The other will make you curse your life.
One makes you strong and the other weakens you.

Over the years, I have been convinced of the wisdom of this advice. I truly believe that having power, whether physical, sexual, intelligent, financial, psychic, or spiritual, without heart is dangerous.

In my opinion, many current problems in the world are caused by people choosing to walk down the path with no heart. What would our world look like if our words and our actions were guided by an open heart that has manifested fully its innate qualities of love, compassion, tolerance, kindness and forgiveness?

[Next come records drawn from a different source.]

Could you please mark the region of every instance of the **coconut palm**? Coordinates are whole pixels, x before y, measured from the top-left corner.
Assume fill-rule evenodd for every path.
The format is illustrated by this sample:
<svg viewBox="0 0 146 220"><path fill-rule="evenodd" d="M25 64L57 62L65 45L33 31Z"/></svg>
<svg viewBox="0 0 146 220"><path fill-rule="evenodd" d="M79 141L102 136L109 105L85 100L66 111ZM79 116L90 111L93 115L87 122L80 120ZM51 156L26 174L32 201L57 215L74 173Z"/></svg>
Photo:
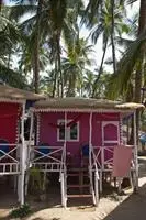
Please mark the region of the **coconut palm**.
<svg viewBox="0 0 146 220"><path fill-rule="evenodd" d="M93 53L92 45L88 45L88 40L80 38L77 34L75 43L68 47L67 58L63 59L67 96L75 96L77 90L81 94L83 75L89 72L87 67L94 64L89 57L91 53Z"/></svg>
<svg viewBox="0 0 146 220"><path fill-rule="evenodd" d="M91 3L91 2L90 2ZM121 7L120 2L116 1L115 3L111 0L101 1L98 7L98 13L94 14L94 21L89 20L88 25L91 29L91 38L92 42L96 44L100 35L102 35L103 40L103 55L101 58L101 65L99 68L99 75L94 80L94 88L93 94L96 92L96 87L98 80L102 73L102 67L104 64L106 48L112 45L112 63L113 63L113 72L115 73L115 35L121 35L123 31L127 31L126 24L123 22L123 8ZM92 16L91 16L92 18Z"/></svg>

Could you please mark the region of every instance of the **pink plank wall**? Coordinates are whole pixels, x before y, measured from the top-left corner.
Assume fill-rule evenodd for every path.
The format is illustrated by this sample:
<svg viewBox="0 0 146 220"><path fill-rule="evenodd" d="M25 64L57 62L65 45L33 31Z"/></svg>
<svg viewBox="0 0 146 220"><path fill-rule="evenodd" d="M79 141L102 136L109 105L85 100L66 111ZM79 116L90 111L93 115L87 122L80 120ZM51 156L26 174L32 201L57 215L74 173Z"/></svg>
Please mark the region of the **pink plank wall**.
<svg viewBox="0 0 146 220"><path fill-rule="evenodd" d="M67 113L67 119L75 119L79 117L79 142L67 142L67 151L71 154L78 155L80 146L89 143L89 113ZM40 124L40 143L48 143L48 145L63 146L64 142L57 142L57 124L58 119L64 119L64 112L43 112L41 113ZM93 113L92 116L92 145L102 145L102 121L119 121L119 113ZM111 140L115 140L117 134L114 130L110 133Z"/></svg>

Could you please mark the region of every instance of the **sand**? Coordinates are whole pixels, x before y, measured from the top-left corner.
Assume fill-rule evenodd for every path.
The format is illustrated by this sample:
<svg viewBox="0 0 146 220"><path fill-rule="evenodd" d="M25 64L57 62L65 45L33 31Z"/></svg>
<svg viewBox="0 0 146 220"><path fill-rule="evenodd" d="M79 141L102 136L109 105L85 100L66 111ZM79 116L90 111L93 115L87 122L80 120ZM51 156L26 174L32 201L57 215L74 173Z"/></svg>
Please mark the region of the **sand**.
<svg viewBox="0 0 146 220"><path fill-rule="evenodd" d="M115 193L100 199L99 206L79 206L71 202L67 209L60 207L60 198L49 195L47 202L29 201L34 212L25 220L146 220L146 157L139 158L139 190L125 195ZM0 220L7 220L16 202L10 194L0 195Z"/></svg>

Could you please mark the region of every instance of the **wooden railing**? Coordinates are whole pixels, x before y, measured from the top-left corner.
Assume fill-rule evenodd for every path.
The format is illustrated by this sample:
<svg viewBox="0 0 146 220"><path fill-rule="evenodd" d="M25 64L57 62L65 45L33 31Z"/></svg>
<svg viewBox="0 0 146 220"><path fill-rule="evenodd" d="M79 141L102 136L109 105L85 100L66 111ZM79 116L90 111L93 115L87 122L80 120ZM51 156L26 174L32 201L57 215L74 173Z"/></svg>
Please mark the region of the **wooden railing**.
<svg viewBox="0 0 146 220"><path fill-rule="evenodd" d="M8 146L8 151L4 151L3 146ZM0 175L20 173L20 146L19 144L0 144Z"/></svg>

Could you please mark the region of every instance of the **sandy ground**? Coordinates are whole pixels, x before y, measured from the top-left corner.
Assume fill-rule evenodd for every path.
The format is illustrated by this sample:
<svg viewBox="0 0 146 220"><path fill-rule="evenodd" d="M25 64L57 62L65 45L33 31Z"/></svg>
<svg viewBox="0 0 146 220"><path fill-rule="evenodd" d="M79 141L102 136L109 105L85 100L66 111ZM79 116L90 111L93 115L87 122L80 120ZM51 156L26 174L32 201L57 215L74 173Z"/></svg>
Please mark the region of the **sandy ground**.
<svg viewBox="0 0 146 220"><path fill-rule="evenodd" d="M97 208L79 206L74 201L67 209L60 207L60 198L54 197L54 191L46 202L30 201L34 212L25 220L146 220L146 157L139 158L139 190L132 194L131 189L125 195L109 195L100 199ZM59 195L59 194L58 194ZM0 194L0 220L7 220L16 198L8 194Z"/></svg>

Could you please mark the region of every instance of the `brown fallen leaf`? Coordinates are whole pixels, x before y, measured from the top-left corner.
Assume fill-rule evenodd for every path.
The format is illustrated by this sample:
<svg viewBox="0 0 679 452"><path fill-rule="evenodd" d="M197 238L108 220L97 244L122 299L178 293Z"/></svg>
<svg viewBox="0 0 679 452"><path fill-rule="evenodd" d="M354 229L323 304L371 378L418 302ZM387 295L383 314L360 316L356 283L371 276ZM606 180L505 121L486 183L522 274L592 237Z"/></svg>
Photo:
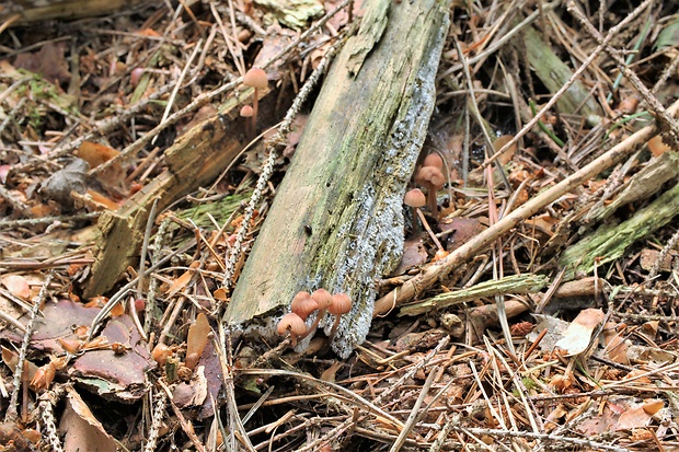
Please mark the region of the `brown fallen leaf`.
<svg viewBox="0 0 679 452"><path fill-rule="evenodd" d="M198 313L196 322L188 327L186 337L186 367L194 369L205 350L207 335L210 333L210 324L204 313Z"/></svg>
<svg viewBox="0 0 679 452"><path fill-rule="evenodd" d="M59 424L64 437L64 450L115 452L116 442L104 430L88 405L73 389L68 389L66 408Z"/></svg>

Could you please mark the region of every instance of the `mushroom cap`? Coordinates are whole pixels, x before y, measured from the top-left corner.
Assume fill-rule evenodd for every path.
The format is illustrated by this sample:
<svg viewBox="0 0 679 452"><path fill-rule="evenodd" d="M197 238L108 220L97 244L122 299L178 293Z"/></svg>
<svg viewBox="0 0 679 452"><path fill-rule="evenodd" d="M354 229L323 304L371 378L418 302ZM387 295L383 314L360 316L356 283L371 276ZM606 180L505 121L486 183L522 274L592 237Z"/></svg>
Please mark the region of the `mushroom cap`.
<svg viewBox="0 0 679 452"><path fill-rule="evenodd" d="M427 198L419 188L413 188L412 190L405 193L403 204L410 207L422 207L427 204Z"/></svg>
<svg viewBox="0 0 679 452"><path fill-rule="evenodd" d="M311 294L311 298L319 303L319 310L327 309L327 306L333 304L333 295L325 289L318 289Z"/></svg>
<svg viewBox="0 0 679 452"><path fill-rule="evenodd" d="M429 184L434 185L436 189L441 188L444 186L444 183L446 182L444 173L436 166L421 167L417 172L417 176L419 176L418 178L423 181L423 183L428 182ZM417 181L417 178L415 181Z"/></svg>
<svg viewBox="0 0 679 452"><path fill-rule="evenodd" d="M335 293L333 295L333 304L327 308L327 312L333 315L346 314L352 310L352 299L349 295L343 292Z"/></svg>
<svg viewBox="0 0 679 452"><path fill-rule="evenodd" d="M309 292L297 292L292 302L290 303L290 311L296 313L306 321L309 314L319 309L319 303L311 298Z"/></svg>
<svg viewBox="0 0 679 452"><path fill-rule="evenodd" d="M307 333L307 324L304 321L294 312L289 312L280 318L277 327L280 336L285 335L285 332L290 331L290 334L295 336L301 336Z"/></svg>
<svg viewBox="0 0 679 452"><path fill-rule="evenodd" d="M438 152L431 152L429 155L427 155L424 160L424 162L422 163L423 166L434 166L434 167L438 167L439 170L444 169L444 159L441 159L441 157L438 154Z"/></svg>
<svg viewBox="0 0 679 452"><path fill-rule="evenodd" d="M241 108L241 116L245 118L251 118L254 115L254 108L250 105L243 105Z"/></svg>
<svg viewBox="0 0 679 452"><path fill-rule="evenodd" d="M252 68L243 76L243 84L252 88L266 88L268 79L266 72L260 68Z"/></svg>

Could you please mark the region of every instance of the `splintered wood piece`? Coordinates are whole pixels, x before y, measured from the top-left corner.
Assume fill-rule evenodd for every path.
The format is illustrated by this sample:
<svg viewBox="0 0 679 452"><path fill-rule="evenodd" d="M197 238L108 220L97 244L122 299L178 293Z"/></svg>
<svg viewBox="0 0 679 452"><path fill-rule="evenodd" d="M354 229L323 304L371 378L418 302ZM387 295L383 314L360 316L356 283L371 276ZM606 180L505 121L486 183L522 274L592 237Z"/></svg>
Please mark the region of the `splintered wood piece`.
<svg viewBox="0 0 679 452"><path fill-rule="evenodd" d="M324 81L226 322L257 320L273 339L295 293L324 288L353 301L333 349L346 357L365 339L375 280L403 250L403 196L434 109L448 5L369 2ZM326 334L333 323L321 322Z"/></svg>
<svg viewBox="0 0 679 452"><path fill-rule="evenodd" d="M263 90L260 90L261 92ZM84 297L105 293L120 279L129 265L135 265L143 241L143 231L153 201L162 211L176 199L211 183L244 144L243 118L239 106L252 96L253 90L242 90L230 97L220 114L193 127L165 151L168 170L131 196L116 211L105 211L99 219L96 262Z"/></svg>

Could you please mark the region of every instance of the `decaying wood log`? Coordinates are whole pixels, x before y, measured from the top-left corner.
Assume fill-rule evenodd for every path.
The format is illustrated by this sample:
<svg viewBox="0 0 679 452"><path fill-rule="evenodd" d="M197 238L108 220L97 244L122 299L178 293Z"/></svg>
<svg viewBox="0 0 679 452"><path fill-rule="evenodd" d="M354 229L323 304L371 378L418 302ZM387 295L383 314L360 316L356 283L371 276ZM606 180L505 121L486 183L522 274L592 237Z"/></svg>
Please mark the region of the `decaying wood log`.
<svg viewBox="0 0 679 452"><path fill-rule="evenodd" d="M97 222L96 262L84 297L105 293L139 257L151 206L159 200L161 211L180 197L209 184L235 159L245 143L238 106L252 96L242 90L230 97L217 116L205 119L180 137L165 151L168 170L131 196L116 211L104 212Z"/></svg>
<svg viewBox="0 0 679 452"><path fill-rule="evenodd" d="M125 10L150 0L12 0L0 2L0 21L13 25L48 19L79 19Z"/></svg>
<svg viewBox="0 0 679 452"><path fill-rule="evenodd" d="M300 290L346 292L333 349L368 333L376 278L399 263L403 195L435 102L448 1L372 1L327 74L225 322L273 337ZM321 322L326 333L332 318Z"/></svg>

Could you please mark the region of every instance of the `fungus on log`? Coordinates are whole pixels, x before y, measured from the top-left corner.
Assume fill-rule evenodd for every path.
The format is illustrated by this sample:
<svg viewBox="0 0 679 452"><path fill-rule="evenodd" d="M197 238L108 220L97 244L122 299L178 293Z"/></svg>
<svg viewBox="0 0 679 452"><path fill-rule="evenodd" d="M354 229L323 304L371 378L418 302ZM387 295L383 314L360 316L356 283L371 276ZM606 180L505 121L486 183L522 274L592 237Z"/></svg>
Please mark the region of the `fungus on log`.
<svg viewBox="0 0 679 452"><path fill-rule="evenodd" d="M333 62L225 322L273 339L295 293L353 300L332 347L346 357L372 321L376 279L403 250L403 196L435 103L449 1L369 2ZM321 326L330 334L334 317Z"/></svg>

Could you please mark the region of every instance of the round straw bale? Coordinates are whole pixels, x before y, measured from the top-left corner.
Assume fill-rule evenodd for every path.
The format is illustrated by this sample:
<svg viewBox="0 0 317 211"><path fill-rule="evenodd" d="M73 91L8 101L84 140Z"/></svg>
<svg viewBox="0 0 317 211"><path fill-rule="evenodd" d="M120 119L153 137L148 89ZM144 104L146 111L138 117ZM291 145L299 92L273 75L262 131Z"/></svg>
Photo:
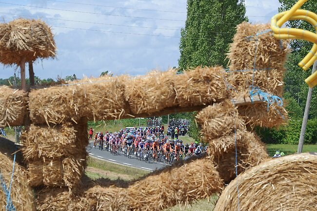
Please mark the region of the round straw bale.
<svg viewBox="0 0 317 211"><path fill-rule="evenodd" d="M184 71L174 81L177 102L181 107L209 105L227 97L221 67L197 67Z"/></svg>
<svg viewBox="0 0 317 211"><path fill-rule="evenodd" d="M19 64L24 58L54 58L56 47L51 29L40 20L17 19L0 24L0 62Z"/></svg>
<svg viewBox="0 0 317 211"><path fill-rule="evenodd" d="M23 91L0 86L0 127L23 125L27 101Z"/></svg>
<svg viewBox="0 0 317 211"><path fill-rule="evenodd" d="M176 71L153 71L127 82L125 96L134 114L150 113L175 103L174 83L181 78Z"/></svg>
<svg viewBox="0 0 317 211"><path fill-rule="evenodd" d="M216 169L226 183L236 177L236 140L238 174L268 157L264 145L253 133L238 130L236 134L209 141L209 153L214 157Z"/></svg>
<svg viewBox="0 0 317 211"><path fill-rule="evenodd" d="M223 187L209 157L159 173L129 187L133 210L159 211L178 204L188 204L219 192Z"/></svg>
<svg viewBox="0 0 317 211"><path fill-rule="evenodd" d="M287 43L272 36L269 24L238 25L228 55L230 71L226 75L236 91L232 94L247 92L253 85L281 96L288 52Z"/></svg>
<svg viewBox="0 0 317 211"><path fill-rule="evenodd" d="M268 160L232 181L214 210L316 211L317 181L316 153Z"/></svg>
<svg viewBox="0 0 317 211"><path fill-rule="evenodd" d="M5 154L0 153L0 207L1 210L5 210L7 205L7 198L4 189L8 192L13 168L13 161ZM26 174L25 170L15 163L10 193L10 201L16 210L35 211L33 193L27 184Z"/></svg>

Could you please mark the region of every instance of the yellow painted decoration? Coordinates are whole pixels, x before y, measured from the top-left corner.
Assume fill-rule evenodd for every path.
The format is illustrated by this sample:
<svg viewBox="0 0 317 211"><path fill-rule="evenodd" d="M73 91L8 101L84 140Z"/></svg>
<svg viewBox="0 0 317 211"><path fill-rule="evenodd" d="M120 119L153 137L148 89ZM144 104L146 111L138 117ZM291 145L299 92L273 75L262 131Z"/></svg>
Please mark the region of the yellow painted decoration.
<svg viewBox="0 0 317 211"><path fill-rule="evenodd" d="M312 24L317 31L317 15L308 10L299 9L307 0L298 0L290 10L276 15L271 20L271 28L276 38L303 39L314 43L306 57L298 63L298 66L304 70L307 70L317 60L317 34L303 29L282 28L281 27L288 20L304 20ZM305 81L310 87L316 86L317 73L312 74Z"/></svg>

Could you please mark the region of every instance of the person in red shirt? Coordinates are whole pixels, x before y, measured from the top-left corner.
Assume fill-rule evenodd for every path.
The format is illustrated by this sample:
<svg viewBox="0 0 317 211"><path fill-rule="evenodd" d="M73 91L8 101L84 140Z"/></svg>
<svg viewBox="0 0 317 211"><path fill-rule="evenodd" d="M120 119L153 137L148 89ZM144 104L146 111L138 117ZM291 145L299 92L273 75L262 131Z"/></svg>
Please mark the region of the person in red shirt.
<svg viewBox="0 0 317 211"><path fill-rule="evenodd" d="M89 140L92 139L93 134L94 134L94 130L93 130L93 128L90 128L89 129Z"/></svg>

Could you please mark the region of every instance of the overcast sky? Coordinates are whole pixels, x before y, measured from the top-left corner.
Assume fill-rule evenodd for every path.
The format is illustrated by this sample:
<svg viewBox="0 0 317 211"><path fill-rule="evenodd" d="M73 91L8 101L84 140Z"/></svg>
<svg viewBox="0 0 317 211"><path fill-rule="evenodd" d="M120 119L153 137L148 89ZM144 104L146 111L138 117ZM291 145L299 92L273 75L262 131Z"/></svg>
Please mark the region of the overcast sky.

On a personal level, if we really loved ourselves, if we were really kind towards ourselves, we would treat ourselves like the most precious child on earth. Physically, we would never do anything to harm ourselves such as work long hours to the point of exhaustion. We would not let anyone hit us. Emotionally, we would not tolerate verbal abuse from anyone. Mentally, we would not attack ourselves with violent, critical, and abusive self-judgments. Not many of us have achieved that level of open-heartedness to ourselves.

On a global level, if we truly opened our hearts to one another, there would be no more wars, nor famines, nor environmental disasters.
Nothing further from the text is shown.